Upping the ante was part of the mainstreaming of militancy programme undertaken by PDP. Push came to shove with self-styled commander Burhan Wani’s killing by security forces last year. And since then, there has been mayhem. That the stone-pelters have been funded by Pakistan is a puerile admission of a stated fact. To continue saying that Pakistan is behind the chaos after nearly 30 years of bloodletting is like making mockery of the severe losses that the security forces have taken. Of course, all this is now known and in public domain, the discourse has to go beyond this, it has to bring closure to the running sore. That the rabid Hurriyat was on the verge of declaring parts of south Kashmir as a liberated zone is worrisome. That we don’t have the political will to deal with Kashmir is a sorry and established fact. The government has the majority and it needs to push the envelope on a material transformation in Kashmir. Abrogate Article 370 and allow mobility and integration and resolve the issue once and for all. Take a meaningful decision and save lives of security forces. Kashmir has gone way beyond rhetoric like choosing between terrorism and tourism. Wahabi Salafism has polluted the Valley rapidly to create a new anti-India sentiment. To keep harping that a handful of districts and a handful of people in the Valley are running a pro-Pakistan agenda and holding the state to ransom is to continue deluding ourselves of the systemic risk to the idiom of India that exists on the ground in the Valley. Political Islam is a spanking new ideology that is riven with hate and anger.

A recent report confirms the spreading malaise and how we have been unable to cauterise these lacerations, which are much more than flesh wounds. The data, analysed by a national consortium for the study of terrorism and responses to terrorism, contracted with the US state department, reveals that India is third after Iraq and Afghanistan in terms of terror attacks. Pakistan had held the position earlier. Out of 11,072 terror attacks in 2016 worldwide, India bore the brunt of 927, 16 per cent more than 2015 (798). The number of deaths in India also rose 17 per cent from 289 in 2015 to 337 last year while the number of injured increased from 500 in 2015 to 636 last year. On the other hand, the number of terror attacks in Pakistan reduced by 27 per cent to 734 in 2016 from 1,010 in 2015. The US analysis has labelled Naxals the third most deadly terror organisation in the world after ISIS and Taliban, even ahead of Boko Haram. The CPI (Maoist) was behind 336 terror attacks last year in which 174 people were killed and 141 were injured. More than half of the terror attacks in 2016 took place in four states — J&K, Chhattisgarh, Manipur and Jharkhand. What is worse is the alienation of Muslim Kashmir and the ever-widening trust deficit with Hindu India.

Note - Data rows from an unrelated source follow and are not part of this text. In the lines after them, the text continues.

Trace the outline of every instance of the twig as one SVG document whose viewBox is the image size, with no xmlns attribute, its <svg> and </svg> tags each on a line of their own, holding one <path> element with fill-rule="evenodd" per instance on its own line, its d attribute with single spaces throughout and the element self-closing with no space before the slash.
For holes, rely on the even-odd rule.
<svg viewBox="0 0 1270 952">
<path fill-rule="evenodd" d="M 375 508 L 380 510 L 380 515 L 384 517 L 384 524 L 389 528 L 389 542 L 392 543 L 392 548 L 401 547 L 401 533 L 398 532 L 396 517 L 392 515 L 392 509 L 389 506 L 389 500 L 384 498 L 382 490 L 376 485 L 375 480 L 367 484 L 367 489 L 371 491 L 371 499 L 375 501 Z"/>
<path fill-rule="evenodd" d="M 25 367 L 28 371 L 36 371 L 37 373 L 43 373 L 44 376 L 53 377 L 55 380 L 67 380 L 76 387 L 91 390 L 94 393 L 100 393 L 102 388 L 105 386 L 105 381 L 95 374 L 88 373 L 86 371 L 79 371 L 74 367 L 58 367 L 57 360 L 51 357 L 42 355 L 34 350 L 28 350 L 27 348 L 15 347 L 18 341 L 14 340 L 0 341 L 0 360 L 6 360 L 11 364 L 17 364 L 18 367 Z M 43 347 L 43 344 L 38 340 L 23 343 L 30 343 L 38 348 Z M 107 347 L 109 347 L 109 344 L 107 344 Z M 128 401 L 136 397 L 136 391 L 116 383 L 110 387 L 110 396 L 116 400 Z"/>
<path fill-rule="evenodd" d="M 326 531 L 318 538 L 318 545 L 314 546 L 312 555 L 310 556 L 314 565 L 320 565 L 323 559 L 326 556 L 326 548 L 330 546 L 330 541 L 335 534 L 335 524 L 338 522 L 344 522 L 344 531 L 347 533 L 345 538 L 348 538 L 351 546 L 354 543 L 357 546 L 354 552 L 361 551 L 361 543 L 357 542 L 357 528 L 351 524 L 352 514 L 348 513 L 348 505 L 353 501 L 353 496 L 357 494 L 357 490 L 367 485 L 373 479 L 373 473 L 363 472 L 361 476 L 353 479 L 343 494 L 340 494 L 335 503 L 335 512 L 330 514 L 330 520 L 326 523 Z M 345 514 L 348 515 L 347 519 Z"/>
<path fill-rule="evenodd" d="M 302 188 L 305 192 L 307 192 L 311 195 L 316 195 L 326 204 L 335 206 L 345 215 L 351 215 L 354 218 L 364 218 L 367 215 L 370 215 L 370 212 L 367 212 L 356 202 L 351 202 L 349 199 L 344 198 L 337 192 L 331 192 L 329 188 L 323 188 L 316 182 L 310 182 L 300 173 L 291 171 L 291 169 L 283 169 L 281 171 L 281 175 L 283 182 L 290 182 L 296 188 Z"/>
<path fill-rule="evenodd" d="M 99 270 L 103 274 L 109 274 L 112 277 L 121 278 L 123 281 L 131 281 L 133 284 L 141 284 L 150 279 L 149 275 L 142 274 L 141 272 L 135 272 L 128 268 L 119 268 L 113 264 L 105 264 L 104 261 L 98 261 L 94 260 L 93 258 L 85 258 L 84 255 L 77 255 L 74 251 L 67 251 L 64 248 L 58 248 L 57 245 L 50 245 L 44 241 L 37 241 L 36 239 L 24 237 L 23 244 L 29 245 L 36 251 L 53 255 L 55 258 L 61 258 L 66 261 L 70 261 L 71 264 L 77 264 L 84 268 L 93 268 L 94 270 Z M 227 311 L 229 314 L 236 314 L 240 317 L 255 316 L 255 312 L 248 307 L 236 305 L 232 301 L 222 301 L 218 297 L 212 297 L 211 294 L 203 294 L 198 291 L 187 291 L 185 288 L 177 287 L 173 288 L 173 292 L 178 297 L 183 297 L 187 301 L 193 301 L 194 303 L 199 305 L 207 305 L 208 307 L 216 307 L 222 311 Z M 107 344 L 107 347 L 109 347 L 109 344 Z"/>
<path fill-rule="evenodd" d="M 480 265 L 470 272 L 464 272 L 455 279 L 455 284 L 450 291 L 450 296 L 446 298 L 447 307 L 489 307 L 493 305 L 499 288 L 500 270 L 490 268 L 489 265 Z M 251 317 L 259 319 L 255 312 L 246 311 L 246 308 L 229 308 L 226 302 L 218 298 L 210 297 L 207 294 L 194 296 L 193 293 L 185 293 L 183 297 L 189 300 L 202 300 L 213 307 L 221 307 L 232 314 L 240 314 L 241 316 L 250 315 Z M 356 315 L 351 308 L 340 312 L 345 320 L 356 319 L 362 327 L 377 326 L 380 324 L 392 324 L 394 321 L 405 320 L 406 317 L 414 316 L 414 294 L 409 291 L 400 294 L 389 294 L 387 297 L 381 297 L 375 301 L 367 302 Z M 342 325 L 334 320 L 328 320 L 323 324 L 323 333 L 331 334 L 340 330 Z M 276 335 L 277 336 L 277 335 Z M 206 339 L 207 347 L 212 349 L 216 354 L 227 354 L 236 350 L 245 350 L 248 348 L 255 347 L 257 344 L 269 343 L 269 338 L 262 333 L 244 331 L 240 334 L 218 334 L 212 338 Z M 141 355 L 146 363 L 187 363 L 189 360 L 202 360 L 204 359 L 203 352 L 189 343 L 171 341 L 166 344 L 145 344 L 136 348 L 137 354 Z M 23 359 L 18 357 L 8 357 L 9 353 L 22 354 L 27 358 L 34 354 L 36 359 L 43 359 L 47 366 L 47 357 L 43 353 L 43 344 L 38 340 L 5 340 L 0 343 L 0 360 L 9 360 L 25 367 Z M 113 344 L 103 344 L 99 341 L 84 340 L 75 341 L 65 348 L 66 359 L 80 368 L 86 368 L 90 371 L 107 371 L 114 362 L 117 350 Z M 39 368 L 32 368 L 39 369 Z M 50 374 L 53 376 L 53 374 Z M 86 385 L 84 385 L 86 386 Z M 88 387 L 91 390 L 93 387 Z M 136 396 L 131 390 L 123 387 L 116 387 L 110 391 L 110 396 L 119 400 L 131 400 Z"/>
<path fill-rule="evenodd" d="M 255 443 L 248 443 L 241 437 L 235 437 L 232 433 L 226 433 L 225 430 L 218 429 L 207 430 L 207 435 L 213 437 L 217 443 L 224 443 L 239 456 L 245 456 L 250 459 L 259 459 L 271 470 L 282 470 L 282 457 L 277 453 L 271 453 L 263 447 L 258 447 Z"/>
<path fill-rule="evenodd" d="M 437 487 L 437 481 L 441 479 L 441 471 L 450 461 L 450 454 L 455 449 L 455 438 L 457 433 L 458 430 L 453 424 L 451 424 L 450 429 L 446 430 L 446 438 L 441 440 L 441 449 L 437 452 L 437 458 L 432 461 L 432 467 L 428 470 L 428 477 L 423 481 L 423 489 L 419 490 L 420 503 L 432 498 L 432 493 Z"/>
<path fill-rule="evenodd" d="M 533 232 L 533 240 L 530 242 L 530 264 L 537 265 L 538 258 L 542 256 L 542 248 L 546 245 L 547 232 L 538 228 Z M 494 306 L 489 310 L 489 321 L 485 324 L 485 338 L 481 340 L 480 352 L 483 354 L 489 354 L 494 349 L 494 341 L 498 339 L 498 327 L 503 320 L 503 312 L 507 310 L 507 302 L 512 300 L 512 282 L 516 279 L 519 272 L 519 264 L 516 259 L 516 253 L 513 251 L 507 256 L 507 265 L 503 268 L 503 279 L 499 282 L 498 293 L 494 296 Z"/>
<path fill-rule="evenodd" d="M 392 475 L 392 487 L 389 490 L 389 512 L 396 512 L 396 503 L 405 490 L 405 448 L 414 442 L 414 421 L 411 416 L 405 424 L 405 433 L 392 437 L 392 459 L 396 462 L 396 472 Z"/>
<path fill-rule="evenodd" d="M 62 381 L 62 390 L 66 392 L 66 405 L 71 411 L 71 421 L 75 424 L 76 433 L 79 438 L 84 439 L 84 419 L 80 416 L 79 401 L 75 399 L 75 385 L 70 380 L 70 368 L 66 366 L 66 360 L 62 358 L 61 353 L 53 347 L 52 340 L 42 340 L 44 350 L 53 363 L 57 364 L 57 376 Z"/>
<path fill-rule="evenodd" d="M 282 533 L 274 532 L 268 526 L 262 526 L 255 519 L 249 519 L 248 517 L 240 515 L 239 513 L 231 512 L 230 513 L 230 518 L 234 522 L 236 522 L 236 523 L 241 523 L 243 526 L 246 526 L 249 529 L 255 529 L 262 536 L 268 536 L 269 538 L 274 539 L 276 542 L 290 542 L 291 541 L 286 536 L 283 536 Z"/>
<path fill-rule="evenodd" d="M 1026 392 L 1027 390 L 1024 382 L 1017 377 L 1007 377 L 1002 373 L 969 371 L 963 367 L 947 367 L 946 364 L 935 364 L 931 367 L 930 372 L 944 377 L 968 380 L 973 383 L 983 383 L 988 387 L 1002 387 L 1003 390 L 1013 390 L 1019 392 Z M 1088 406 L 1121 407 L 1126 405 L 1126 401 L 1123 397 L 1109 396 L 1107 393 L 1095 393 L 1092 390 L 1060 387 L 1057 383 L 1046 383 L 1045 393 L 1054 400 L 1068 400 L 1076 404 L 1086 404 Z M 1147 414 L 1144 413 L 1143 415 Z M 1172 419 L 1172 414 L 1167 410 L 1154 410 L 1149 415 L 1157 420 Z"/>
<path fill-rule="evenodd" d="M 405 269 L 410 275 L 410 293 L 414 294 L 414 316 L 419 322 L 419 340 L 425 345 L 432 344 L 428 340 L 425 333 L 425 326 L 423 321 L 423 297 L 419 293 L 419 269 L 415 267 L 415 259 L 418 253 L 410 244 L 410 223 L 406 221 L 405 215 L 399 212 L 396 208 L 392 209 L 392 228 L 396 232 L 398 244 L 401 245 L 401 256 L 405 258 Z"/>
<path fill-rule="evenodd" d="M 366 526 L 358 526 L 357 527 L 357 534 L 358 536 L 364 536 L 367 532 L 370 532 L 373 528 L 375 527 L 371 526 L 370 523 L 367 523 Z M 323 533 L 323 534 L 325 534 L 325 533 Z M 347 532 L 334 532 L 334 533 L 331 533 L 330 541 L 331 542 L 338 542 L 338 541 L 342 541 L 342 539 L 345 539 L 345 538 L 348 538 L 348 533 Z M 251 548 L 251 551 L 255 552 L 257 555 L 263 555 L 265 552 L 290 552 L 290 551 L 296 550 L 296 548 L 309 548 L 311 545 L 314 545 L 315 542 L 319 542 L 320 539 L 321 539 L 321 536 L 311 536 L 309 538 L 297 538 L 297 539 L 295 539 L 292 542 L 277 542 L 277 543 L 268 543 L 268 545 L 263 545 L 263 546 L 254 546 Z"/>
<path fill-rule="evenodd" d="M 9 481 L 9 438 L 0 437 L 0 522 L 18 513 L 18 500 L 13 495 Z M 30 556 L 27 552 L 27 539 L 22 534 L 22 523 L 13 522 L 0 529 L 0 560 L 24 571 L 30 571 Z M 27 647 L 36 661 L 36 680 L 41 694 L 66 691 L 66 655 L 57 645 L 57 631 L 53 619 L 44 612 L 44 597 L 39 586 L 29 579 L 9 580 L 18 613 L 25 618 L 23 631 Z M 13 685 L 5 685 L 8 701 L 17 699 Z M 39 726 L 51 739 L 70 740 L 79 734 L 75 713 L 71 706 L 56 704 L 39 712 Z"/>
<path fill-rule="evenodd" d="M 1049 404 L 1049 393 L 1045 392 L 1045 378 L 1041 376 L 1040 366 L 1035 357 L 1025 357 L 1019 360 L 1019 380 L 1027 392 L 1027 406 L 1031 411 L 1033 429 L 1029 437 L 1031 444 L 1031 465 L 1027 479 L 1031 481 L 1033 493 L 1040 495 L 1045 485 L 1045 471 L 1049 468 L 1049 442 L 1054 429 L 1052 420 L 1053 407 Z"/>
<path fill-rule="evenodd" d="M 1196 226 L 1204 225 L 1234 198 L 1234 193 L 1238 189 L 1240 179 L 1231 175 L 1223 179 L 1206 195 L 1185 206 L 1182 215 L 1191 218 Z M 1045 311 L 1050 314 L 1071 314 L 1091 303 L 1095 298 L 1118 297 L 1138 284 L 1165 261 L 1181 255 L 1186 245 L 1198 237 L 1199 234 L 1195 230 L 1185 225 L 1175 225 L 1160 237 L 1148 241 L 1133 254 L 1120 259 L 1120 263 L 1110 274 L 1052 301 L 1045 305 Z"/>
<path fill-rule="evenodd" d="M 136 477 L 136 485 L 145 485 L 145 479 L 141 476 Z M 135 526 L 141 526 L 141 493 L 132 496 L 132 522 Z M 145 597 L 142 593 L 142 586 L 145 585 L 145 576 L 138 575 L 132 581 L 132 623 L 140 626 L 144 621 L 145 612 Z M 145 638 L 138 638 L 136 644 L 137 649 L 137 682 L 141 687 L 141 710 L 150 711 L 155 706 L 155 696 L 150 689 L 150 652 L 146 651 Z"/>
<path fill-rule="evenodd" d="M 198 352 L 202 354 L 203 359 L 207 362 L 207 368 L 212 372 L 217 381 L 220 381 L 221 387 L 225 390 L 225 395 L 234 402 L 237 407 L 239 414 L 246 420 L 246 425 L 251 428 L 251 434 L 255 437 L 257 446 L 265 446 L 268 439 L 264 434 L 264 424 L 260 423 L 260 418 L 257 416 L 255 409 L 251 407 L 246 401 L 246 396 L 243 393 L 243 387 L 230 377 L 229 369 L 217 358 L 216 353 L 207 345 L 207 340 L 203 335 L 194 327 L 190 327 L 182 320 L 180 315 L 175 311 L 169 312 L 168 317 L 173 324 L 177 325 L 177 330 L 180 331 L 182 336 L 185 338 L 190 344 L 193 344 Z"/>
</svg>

Waging war against the state can end only one way — a bullet-ridden body — there is no other recourse. At the same time, some sort of dialogue has to be initiated with the separatists for they control the minds and hearts of the angry youth.

Further, in spite of all the reaching out to the seven sisters in the Northeast, insurgency continues unabated particularly in Assam, Nagaland and Manipur. India has to bring its national security doctrine up to speed to deal with these combat theatres. It has to be an effective combination of iron fist and velvet glove. We seem to be out of touch with both for the security forces and military installations are in the line of fire everywhere.